Przy rozszyfrowaniu najpierw blok tekstu tajnego jest przekazywany rozszyfrowywany, a następnie jego rezultat jest poddawany operacji XOR z wektorem IV. Rezultatem jest pierwszy blok tekstu jawnego. Przy okazji warto zwrócić uwagę, że atakujący modyfikując wektor IV może dowolnie zmodyfikować wartość pierwszego bloku otrzymywanego po rozszyfrowaniu, ale ponownie - to nieco inny temat.
Przy rozszyfrowaniu kolejnego, w tym przypadku również ostatniego, bloku zaszyfrowanej wiadomości rezultat rozszyfrowania jest poddawany operacji XOR z poprzednim blokiem tekstu tajnego. Jej wynikiem jest pozostała część tekstu jawnego, oraz padding. Przy przetwarzaniu ostatniego bloku następuje weryfikacja paddingu i jest on odrzucany. A co w przypadku, gdy z jakiegoś powodu padding jest nieprawidłowy?
Nieprawidłowy padding i co z tego wynika
Skutkiem nieprawidłowego paddingu może być na przykład taki obrazek:

Oczywiście nie zawsze błąd musi być tak bardzo widoczny. Równie dobrze może to być minimalnie inne zachowanie systemu, ważne, by było w jakiś sposób rozróżnialne. Jeśli jest - mamy padding oracle.
W jaki sposób atakujący może generować takie błędy i co mu to w zasadzie daje? Popatrzmy jeszcze raz na operację rozszyfrowyania danych. Wyobraźmy sobie, że pierwszy blok zaszyfrowanego tekstu zastępujemy kompletnie losową wartością. Rezultatem rozszyfrowania pierwszego bloku będą prawdopodobnie śmieci, ale nie jest to specjalnie istotne. Bardziej istotne jest to, że ostatni blok po rozszyfrowaniu i wykonaniu operacji XOR nie będzie zawierał prawidłowego paddingu, a więc powinien wystąpić oczekiwany błąd.
Kolejnym krokiem atakującego będzie modyfikacja ostatniego bajtu przedostatniego bloku tekstu zaszyfrowanego. Wartość ta będzie używana przy operacji XOR na rezultacie operacji deszyfrowania ostatniego bloku wiadomości. Jeśli atakujący przejdzie wszystkie możliwe wartości tego bajtu, od 00 do FF, to w jednym przypadku system powinien odpowiedzieć troszkę inaczej. Dlaczego? Dlatego, że na ostatnim bajcie ostatniego bloku pojawia się wartość 01. W tej chwili wystarczy popatrzeć jaka wartość jest na ostatnim bajcie przedostatniego bloku i wiemy już jaka wartość występuje na ostatnim bajcie ostatniego bloku po wyjściu z 3DES.

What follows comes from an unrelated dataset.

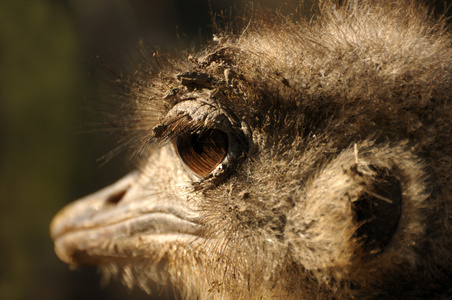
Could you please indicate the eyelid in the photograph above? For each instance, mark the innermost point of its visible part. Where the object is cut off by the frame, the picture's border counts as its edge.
(194, 116)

Atakujący mając taką wiedzę modyfikuje ostatni bajt przedostatniego bloku w taki sposób, by teraz po operacji XOR dawał wartość 02, a modyfikuje przedostatni bajt przedostatniego bloku, znów od 00 do FF. I znów w jednym przypadku aplikacja zachowuje się nieco inaczej. Atakujący zna już dwa bajty, które w ostatnim bloku wychodzą z naszej czarnej skrzynki. Powtarzając ten sposób postępowania ustala on wartość całego bloku. Pozostaje mu w tej chwili wykonać operację XOR na ustalonej wartości i oryginalnej wartości poprzedniego bloku, a w rezultacie otrzymuje on tekst jawny. Całą zabawę powtarza dla kolejnych bloków, średnio 128 prób na bajt i wcześniej lub później dowie się, co było zaszyfrowane.
Atak z wykorzystaniem padding oracle nie ogranicza się do odszyfrowywania danych. Atakujący postępując w analogiczny sposób może również zaszyfrować wybrane przez siebie dane.
Po co to wszystko - padding oracle w praktyce
Na koniec pytanie - po co to wszystko? Niestety, istnieje przeświadczenie, że dane zaszyfrowane są bezpieczne i atakujący nie może ich w żaden sposób zmodyfikować. Z tego powodu w wielu aplikacjach dane, które nie powinny być modyfikowane przez użytkownika, są szyfrowane. Mówię tu oczywiście o tych przypadkach, gdy te dane są przechowywane (na przykład w polu ukrytym) po stronie klienta. Takie rozwiązania są stosowane na przykład do przechowywania stanu jakiejś operacji składającej się z wielu kroków w przypadku, gdy z jakiegoś powodu ten stan nie może być przechowywany po stronie serwera. Zajrzenie i ewentualna modyfikacja tego stanu może przynieść atakującemu spore korzyści. I, wiem to z doświadczenia, często przynosi.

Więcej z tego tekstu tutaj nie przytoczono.